Leveraging evolutionary relationships to improve Anopheles genome assemblies

While new sequencing technologies have lowered financial barriers to whole genome sequencing, resulting assemblies are often fragmented and far from 9finished9. Subsequent improvements towards chromosomal-level status can be achieved by both experimental and computational approaches. Requiring only annotated assemblies and gene orthology data, comparative genomics approaches that aim to capture evolutionary signals to predict scaffold neighbours (adjacencies) offer potentially substantive improvements without the costs associated with experimental scaffolding or re-sequencing. We leverage the combined detection power of three such gene synteny-based methods applied to 21 Anopheles mosquito assemblies with variable contiguity levels to produce consensus sets of scaffold adjacency predictions.
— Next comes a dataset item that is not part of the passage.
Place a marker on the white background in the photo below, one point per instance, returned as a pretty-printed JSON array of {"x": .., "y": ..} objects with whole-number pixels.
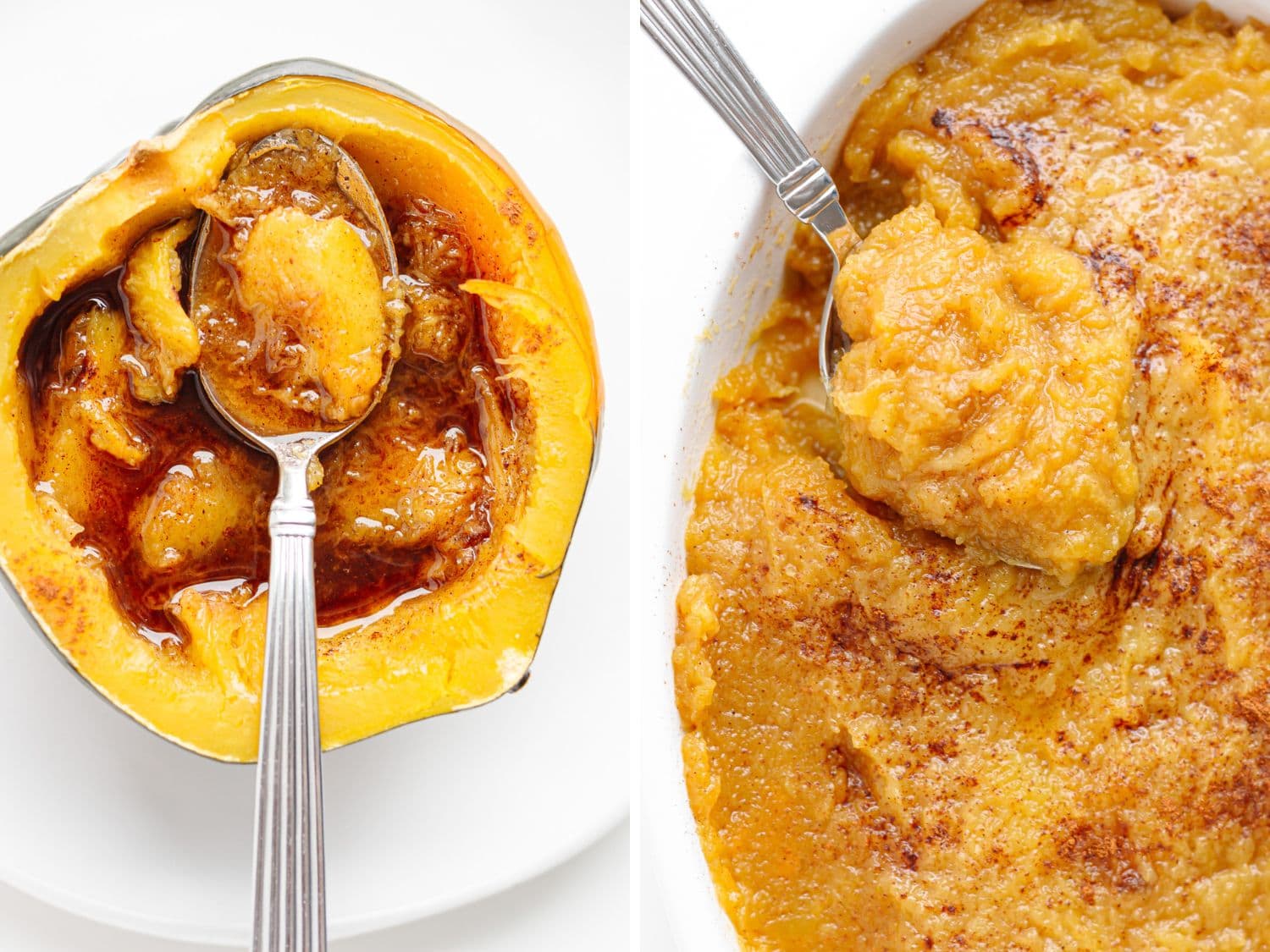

Three complementary validations were performed on subsets of assemblies with additional supporting data: six with physical mapping data; 13 with paired-end RNA sequencing (RNAseq) data; and three with new assemblies based on re-scaffolding or incorporating Pacific Biosciences (PacBio) sequencing data. Improved assemblies were built by integrating the consensus adjacency predictions with supporting experimental data, resulting in 20 new reference assemblies with improved contiguities. Combined with physical mapping data for six anophelines, chromosomal positioning of scaffolds improved assembly anchoring by 47% for A. funestus and 38% A. stephensi. Reconciling an A. funestus PacBio assembly with synteny-based and RNAseq-based adjacencies and physical mapping data resulted in a new 81.5% chromosomally mapped reference assembly and cytogenetic photomap. While complementary experimental data are clearly key to achieving high-quality chromosomal-level assemblies, our assessments and validations of gene synteny-based computational methods highlight the utility of applying comparative genomics approaches to improve community genomic resources.